CENTERBURG — “Coming to the United States, the hardest thing I had to learn was English,” said Russian emigrant Yelena Arishina, Ohio’s 2009 Junior Miss from Centerburg. Arishina and her sister, Marina, and their mother, whose name is also Marina, arrived in the United States in 2001 after Arishina’s mother married Greg Myers.
Eleven years old and entering the fifth grade at Centerburg Elementary School, Arishina skipped a year of school as she couldn’t understand a word of English. But teachers and fellow students immediately accepted her as a friend, and rallied to help the new girl from Russia. They drew pictures of objects and animals in order to help her learn words. Her stepfather also helped her at home with reading and words.
Arishina said adjusting her brain to the language was a big help. She joined the volleyball team, and her teammates and coach, Susan Sally, also helped her with words and phrases.
She learned rapidly. Eight years later she is an intelligent, vibrant, accomplished young woman, who on Saturaday graduated second in her class from Centerburg High School. She will reach her 19th birthday July 3. She speaks near-flawless English and, she said with some amusement, that her English includes American slang.
Arishina was born in 1990 in Nalchik near the Caspian Sea on the southern tip of Russia. The two young girls and their parents lived in a two-room apartment on the ground floor of a five-story apartment building. For this average family, it was a comfortable, happy time in a city of 800,000 people, with the Caspian Mountains nearby.

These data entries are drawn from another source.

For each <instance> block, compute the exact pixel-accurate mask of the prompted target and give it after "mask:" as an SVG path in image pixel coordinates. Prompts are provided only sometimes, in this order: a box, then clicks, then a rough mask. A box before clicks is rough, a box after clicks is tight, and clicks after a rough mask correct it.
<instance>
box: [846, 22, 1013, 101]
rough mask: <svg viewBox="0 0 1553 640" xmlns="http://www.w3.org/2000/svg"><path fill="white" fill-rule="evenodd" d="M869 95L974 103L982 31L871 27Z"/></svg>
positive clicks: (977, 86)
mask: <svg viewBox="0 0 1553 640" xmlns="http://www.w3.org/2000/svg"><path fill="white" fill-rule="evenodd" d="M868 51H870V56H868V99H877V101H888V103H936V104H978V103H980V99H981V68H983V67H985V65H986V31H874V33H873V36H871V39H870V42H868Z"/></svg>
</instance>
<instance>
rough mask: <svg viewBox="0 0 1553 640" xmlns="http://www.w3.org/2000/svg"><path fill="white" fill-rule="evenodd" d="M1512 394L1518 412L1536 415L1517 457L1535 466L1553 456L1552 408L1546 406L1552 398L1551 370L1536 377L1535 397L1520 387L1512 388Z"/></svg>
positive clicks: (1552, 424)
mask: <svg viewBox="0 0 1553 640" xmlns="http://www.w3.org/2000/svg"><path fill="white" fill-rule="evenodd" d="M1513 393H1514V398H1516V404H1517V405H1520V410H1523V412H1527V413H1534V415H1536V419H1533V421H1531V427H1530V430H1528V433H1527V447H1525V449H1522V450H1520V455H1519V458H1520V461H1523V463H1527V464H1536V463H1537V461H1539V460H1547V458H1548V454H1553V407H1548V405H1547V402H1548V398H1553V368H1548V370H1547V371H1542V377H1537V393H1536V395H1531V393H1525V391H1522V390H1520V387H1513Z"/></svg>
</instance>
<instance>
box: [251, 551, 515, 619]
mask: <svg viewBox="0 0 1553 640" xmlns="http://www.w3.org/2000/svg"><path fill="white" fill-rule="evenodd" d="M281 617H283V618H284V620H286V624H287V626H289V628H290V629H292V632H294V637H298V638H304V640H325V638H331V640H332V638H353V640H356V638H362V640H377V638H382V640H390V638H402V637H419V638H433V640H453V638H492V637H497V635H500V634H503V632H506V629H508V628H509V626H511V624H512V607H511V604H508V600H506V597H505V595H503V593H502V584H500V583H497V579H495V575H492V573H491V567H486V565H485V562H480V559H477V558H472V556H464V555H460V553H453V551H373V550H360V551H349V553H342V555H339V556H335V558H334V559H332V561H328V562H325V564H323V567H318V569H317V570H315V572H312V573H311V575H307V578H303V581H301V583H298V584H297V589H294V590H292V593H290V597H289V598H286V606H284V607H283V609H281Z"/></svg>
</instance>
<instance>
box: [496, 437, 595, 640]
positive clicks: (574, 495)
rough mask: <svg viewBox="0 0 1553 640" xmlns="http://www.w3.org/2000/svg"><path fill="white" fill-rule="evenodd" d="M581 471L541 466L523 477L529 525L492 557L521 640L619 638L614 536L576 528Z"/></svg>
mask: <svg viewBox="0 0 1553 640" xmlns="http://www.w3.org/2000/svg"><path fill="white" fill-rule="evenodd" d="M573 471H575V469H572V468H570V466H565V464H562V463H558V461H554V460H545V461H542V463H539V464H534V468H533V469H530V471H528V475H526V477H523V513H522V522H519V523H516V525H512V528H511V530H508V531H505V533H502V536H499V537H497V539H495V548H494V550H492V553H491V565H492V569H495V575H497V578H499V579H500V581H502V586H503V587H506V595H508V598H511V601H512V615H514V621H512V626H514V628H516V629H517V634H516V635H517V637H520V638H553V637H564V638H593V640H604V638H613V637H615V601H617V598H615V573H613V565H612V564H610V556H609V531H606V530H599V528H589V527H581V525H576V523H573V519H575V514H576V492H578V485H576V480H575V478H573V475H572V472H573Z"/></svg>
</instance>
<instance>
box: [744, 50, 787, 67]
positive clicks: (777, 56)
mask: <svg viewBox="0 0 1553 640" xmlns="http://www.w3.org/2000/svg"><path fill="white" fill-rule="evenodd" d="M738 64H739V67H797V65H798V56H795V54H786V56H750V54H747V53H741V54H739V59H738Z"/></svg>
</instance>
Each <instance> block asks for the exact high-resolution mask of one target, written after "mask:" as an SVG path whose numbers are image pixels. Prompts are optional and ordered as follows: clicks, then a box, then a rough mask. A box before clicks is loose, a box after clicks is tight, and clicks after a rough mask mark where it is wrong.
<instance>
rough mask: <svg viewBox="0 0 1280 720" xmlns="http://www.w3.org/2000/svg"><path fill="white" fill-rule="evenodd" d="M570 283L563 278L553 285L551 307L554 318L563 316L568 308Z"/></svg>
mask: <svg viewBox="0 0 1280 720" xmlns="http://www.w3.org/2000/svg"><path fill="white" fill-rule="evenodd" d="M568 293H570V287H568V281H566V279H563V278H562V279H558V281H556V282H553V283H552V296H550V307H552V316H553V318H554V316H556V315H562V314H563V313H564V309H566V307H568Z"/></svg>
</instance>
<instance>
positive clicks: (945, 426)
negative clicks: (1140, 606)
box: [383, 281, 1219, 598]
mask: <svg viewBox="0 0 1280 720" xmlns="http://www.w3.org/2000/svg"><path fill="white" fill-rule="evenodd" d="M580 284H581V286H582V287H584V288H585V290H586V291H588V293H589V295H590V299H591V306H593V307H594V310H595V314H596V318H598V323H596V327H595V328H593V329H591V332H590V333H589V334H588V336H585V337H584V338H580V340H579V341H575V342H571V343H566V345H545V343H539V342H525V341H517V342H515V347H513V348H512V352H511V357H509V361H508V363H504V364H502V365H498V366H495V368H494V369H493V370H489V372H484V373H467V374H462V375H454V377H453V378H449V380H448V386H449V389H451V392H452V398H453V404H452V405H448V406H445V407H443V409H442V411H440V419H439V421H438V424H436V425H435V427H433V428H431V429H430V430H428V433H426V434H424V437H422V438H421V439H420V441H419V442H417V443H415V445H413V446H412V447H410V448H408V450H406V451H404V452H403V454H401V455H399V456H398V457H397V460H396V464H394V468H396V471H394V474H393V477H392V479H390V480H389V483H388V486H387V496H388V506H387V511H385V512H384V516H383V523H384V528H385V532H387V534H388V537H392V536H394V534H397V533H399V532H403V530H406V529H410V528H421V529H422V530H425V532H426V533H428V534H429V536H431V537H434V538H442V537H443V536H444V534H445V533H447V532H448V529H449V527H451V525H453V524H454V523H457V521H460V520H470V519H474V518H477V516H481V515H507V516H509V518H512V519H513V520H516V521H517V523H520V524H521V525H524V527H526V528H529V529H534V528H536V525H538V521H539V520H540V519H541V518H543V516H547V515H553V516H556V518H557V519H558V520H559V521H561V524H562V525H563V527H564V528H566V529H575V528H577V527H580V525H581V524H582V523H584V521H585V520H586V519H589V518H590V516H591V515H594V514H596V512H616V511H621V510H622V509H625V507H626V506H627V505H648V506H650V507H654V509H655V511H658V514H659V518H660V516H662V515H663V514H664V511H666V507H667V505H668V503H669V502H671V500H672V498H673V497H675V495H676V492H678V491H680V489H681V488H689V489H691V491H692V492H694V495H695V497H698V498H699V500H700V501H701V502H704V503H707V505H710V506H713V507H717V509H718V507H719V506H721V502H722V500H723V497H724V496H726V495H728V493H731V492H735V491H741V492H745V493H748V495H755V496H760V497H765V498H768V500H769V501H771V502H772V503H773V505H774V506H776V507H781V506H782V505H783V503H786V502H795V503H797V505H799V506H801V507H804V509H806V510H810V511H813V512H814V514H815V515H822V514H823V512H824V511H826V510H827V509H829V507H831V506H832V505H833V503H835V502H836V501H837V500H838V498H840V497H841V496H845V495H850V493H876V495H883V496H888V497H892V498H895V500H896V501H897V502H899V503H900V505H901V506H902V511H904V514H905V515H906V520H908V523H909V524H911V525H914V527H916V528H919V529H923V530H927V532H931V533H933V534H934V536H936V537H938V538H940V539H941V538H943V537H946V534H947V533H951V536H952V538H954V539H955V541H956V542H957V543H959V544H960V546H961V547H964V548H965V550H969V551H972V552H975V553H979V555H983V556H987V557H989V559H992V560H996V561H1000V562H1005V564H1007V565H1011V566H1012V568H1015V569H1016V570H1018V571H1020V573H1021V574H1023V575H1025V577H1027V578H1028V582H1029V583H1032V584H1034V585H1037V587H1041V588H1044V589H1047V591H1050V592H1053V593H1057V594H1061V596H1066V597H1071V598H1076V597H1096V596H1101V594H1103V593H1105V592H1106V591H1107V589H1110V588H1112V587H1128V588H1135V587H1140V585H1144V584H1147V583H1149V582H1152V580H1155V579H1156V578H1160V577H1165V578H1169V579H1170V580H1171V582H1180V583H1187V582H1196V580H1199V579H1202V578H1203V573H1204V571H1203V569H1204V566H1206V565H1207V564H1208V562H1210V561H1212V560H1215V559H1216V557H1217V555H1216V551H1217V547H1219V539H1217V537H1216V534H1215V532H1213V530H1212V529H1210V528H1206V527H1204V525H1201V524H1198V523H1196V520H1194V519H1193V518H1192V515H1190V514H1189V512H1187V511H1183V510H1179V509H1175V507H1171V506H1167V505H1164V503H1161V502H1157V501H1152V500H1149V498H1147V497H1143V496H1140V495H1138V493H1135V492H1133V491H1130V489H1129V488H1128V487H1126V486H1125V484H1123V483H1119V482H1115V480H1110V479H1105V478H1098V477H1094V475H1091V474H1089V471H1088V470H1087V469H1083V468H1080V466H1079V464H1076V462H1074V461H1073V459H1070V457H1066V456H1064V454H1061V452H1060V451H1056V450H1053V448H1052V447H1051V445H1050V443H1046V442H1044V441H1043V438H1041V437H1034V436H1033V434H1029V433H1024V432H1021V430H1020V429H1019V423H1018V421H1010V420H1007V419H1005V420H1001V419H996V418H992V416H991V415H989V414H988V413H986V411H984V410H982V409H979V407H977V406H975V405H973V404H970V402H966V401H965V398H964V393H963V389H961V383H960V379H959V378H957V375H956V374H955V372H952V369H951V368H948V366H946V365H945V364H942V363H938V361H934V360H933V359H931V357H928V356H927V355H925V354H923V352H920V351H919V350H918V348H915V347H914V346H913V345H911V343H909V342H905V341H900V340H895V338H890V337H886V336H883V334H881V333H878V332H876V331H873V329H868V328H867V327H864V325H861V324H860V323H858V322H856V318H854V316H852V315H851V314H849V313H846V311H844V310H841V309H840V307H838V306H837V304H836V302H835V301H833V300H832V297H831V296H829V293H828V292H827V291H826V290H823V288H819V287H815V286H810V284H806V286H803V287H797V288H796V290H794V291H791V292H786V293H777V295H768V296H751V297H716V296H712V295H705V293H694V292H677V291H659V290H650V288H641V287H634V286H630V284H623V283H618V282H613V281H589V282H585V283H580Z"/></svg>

Everyone walked; schools and stores were nearby, but public transportation — trolleys, buses and minvans — were always available. A trip in a minivan cost five rubles. For comparison, the exchange rate today is about 30 rubles to the dollar. Classes in schools were divided, with classes from 8 a.m. until 1 p.m.; other students then attended from 1 to 7 p.m. Students wore uniforms to school.
Sports were in clubs, not in schools as in the United States. Russia, said Arishina, is culturally diverse; music, dancing and theater play a big part in Russian life. The girls took music lessons and Arishina studied the violin. Their mother is a professional musician, a concert pianist and a graduate of the Moscow Conservatory of Music. She now teaches music at Gahanna Lincoln High School. The family had a piano in its apartment, a German piano liberated by an uncle in the Russian Army. And Marina says, it is a very good instrument.
Their father was a soldier, and then a police officer and detective. In 1998, while on a secret mission searching for terrorists in the mountains, his squad was ambushed. Attemping to help the men in his squad escape, Arishina’s father was shot and killed. For his heroism, he was awarded the Russian Medal of Honor. He was within one day of promotion as a police officer.
A brother of Arishina’s mother lives in Niagara Falls, N.Y., and is a friend of Myers, who wanted to tour Russia. He met Arishina’s mother on the trip; just before 9/11 they were married in Moscow. Getting the paperwork done for the family to come to the United States was quite a hassel, Myers recalls. But with the help of the offices of Sen. George Voinovich and Congressman Mike Oxley, Myers said he and his new family came to the United States.
Arishina recalls she was excited and a little scared about her new adventure. They landed in New York a week after 9/11 where Myers met them for the car trip to Ohio. The trip was different than she had expected. Instead of big cities, she said, there were hours of driving over the Appalachian Mountains and across miles of American farmland.
Established in school, she said one of her teachers, Phyillis Love, was a big influence in helping her learn English. And, of course, music was important. She liked the sound of trumpets, and didn’t want to play a “girlie instrument” like the flute or clairnet. But braces interfered with playing the trumpet, so she participated in the marching band flag corps. With braces out of the way, she went back to the trumpet, emerging last year as first trumpet in the marching and concert bands, with the boys, she said with a smile, as second trumpet.
But her mom wanted her to learn the piano, so she is now accomplished at the keyboard. Her list of activities is long, including studying Spanish as another language, being president of her junior class and managing editor of the school newspaper, the Trojan Crier.
“I didn’t want to be president of the senior class because they have to arrange all the reunions,” she said.
Her sister followed a similar course through high school. She will be a senior studying English at Jacksonville University in Florida, where she is a member of the rowing team.
Arishina is a two-year member of the National Honor Society and is a student council member, pitched softball and was a member of the swim team. As a junior, she attended Buckeye Girls State at Ashland College, where she was elected director of the Department of Transportation. She has taken three college courses for entry into college. A long list of hobbies include photography, swimming and running, writing poetry and shooting sporting clays with her stepdad.
Last fall she entered the Knox County Junior Miss Scholarship program, and was named Greater Knox County Junior Miss. In February, at the Ohio Junior Miss program in Mount Vernon, she was chosen Ohio’s Junior Miss. This weekend she will go to Mobile, Ala., to participate in Amercia’s Junior Miss. The program will be June 25 through 27. Her college career will be at Troy State, Ala., which offers full scholarships to state Junior Miss winners. She plans to study international relations and business.